I am not saying that all games since the days of two dragons blowing bubbles and a kid on a quest to save a princess, armed early on only with but a simple sword, are based on those two. That could not be farther from the truth. But right now, it’s time for me to take a trip down memory lane with the above-mentioned games, where one has evolved into a great franchise.. the other is more or less stuck in the past, even with several attempts at bringing it back in one form or another. So we’re going to leave the former there for a bit, while we get into our DeLorean, set the year to 1986 and fire it up to 88mph.

1986.. how I miss you!“The Legend of Zelda” is by many considered one of the greatest franchises in video gaming history, and rightfully so. It does however have one puzzling aspect – the title would indicate that the hero/main character is “Zelda”, yet.. oddly enough the hero was not even a female! It was actually a guy by the name “Link”, as has been the case with every game in the franchise since its origin on the Nintendo Entertainment System.

While the game is not going to win any awards for graphical presentation today, in 1986 standards for video games were quite different.

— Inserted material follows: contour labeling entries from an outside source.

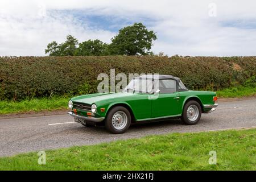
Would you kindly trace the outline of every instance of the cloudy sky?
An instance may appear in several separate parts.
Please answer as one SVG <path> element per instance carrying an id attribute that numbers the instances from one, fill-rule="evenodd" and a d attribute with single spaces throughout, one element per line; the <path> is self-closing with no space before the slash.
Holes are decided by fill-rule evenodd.
<path id="1" fill-rule="evenodd" d="M 106 43 L 143 23 L 156 32 L 152 51 L 169 56 L 256 56 L 253 0 L 1 0 L 0 56 L 44 56 L 53 40 Z"/>

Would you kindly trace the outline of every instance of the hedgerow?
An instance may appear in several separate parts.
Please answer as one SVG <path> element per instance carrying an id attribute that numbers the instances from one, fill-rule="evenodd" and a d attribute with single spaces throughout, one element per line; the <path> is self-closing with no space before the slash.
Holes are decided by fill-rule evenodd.
<path id="1" fill-rule="evenodd" d="M 110 69 L 172 75 L 190 89 L 217 90 L 255 76 L 256 57 L 1 57 L 0 100 L 96 93 L 98 74 Z"/>

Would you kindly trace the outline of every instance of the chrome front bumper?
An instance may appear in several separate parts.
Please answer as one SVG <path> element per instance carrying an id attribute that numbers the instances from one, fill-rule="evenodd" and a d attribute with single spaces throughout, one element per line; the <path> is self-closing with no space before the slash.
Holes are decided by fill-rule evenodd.
<path id="1" fill-rule="evenodd" d="M 68 114 L 75 118 L 77 119 L 84 119 L 86 121 L 90 121 L 94 122 L 100 122 L 104 120 L 105 118 L 96 118 L 94 117 L 86 117 L 86 116 L 81 116 L 77 114 L 75 114 L 73 112 L 68 112 Z"/>
<path id="2" fill-rule="evenodd" d="M 214 107 L 217 107 L 218 106 L 218 104 L 211 104 L 211 105 L 204 105 L 204 107 L 206 108 L 206 109 L 214 108 Z"/>
<path id="3" fill-rule="evenodd" d="M 212 111 L 214 111 L 216 110 L 216 108 L 218 106 L 218 104 L 211 104 L 211 105 L 204 105 L 204 107 L 205 109 L 212 109 L 203 112 L 203 113 L 210 113 Z"/>

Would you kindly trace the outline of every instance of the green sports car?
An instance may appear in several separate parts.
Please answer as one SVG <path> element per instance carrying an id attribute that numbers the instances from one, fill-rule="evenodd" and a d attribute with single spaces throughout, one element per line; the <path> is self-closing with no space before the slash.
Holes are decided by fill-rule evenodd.
<path id="1" fill-rule="evenodd" d="M 195 125 L 201 113 L 216 110 L 216 93 L 188 90 L 180 79 L 169 75 L 133 78 L 121 93 L 73 97 L 68 114 L 85 126 L 104 124 L 114 134 L 125 133 L 131 123 L 179 118 Z"/>

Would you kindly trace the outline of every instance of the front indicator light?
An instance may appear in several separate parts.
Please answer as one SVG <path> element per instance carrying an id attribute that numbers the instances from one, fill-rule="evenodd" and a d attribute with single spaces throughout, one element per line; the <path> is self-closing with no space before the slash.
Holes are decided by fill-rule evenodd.
<path id="1" fill-rule="evenodd" d="M 105 112 L 105 108 L 101 108 L 101 112 L 104 113 Z"/>
<path id="2" fill-rule="evenodd" d="M 70 100 L 68 101 L 68 108 L 72 109 L 73 108 L 73 102 Z"/>
<path id="3" fill-rule="evenodd" d="M 92 113 L 94 114 L 97 113 L 97 106 L 94 104 L 92 105 Z"/>
<path id="4" fill-rule="evenodd" d="M 218 98 L 217 98 L 216 96 L 213 97 L 213 101 L 217 101 L 217 100 L 218 100 Z"/>

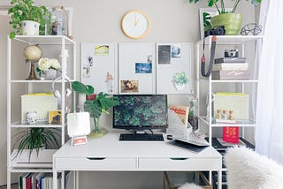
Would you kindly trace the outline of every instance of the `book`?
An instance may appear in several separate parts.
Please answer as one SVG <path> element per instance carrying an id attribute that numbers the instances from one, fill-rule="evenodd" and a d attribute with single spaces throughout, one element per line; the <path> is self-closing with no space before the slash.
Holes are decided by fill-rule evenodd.
<path id="1" fill-rule="evenodd" d="M 187 125 L 188 118 L 188 106 L 180 106 L 180 105 L 170 105 L 169 109 L 173 110 L 180 119 L 183 122 L 184 125 Z"/>
<path id="2" fill-rule="evenodd" d="M 215 64 L 221 64 L 221 63 L 245 63 L 246 57 L 219 57 L 215 58 Z"/>
<path id="3" fill-rule="evenodd" d="M 249 71 L 212 71 L 212 79 L 249 79 Z"/>
<path id="4" fill-rule="evenodd" d="M 212 65 L 212 71 L 245 71 L 248 68 L 248 63 L 221 63 Z"/>
<path id="5" fill-rule="evenodd" d="M 245 71 L 248 68 L 248 63 L 221 63 L 212 65 L 212 71 Z"/>
<path id="6" fill-rule="evenodd" d="M 231 143 L 239 143 L 239 127 L 229 126 L 223 127 L 223 141 Z"/>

Our expectations were lower and things like high definition, or “HD”, graphics were completely alien to us all. Televisions were not even wide-screen. And forget all about wireless controllers too; back then all video game systems had controllers that plugged into either the top or front (maybe even the back in some rare cases).

Without jaw-dropping visuals, it still had plenty of heart where it mattered: in the gameplay and maybe even more so, in the immersion factor. While not a title with the most intriguing plot – does any Zelda game really have a deep plot? – it entertained the player through other means, one of which is the feeling of being on an actual adventure.

As you guided Link through the world of Hyrule, from a somewhat isometric/top-down view, overcoming obstacles and defeating enemies, each step felt like you were going somewhere – like you were on a great quest.

During that journey, there were various dungeons to explore with puzzles to solve, upgrades to acquire – along with new items that let you manipulate your surroundings in a specific way to progress or a weapon required to defeat a specific opponent – and at the end of each, a boss encounter.

If there is one thing I really did not like, it would be the lack of a more detailed mini-map, ’cause what you’ve got ain’t exactly great.. It is easy to get lost and seeing how enemies respawn when you re-enter an area.. that can be quite annoying. This was in a time where even complicated role playing games did not even have anything remotely resembling a map feature, so good job Nintendo!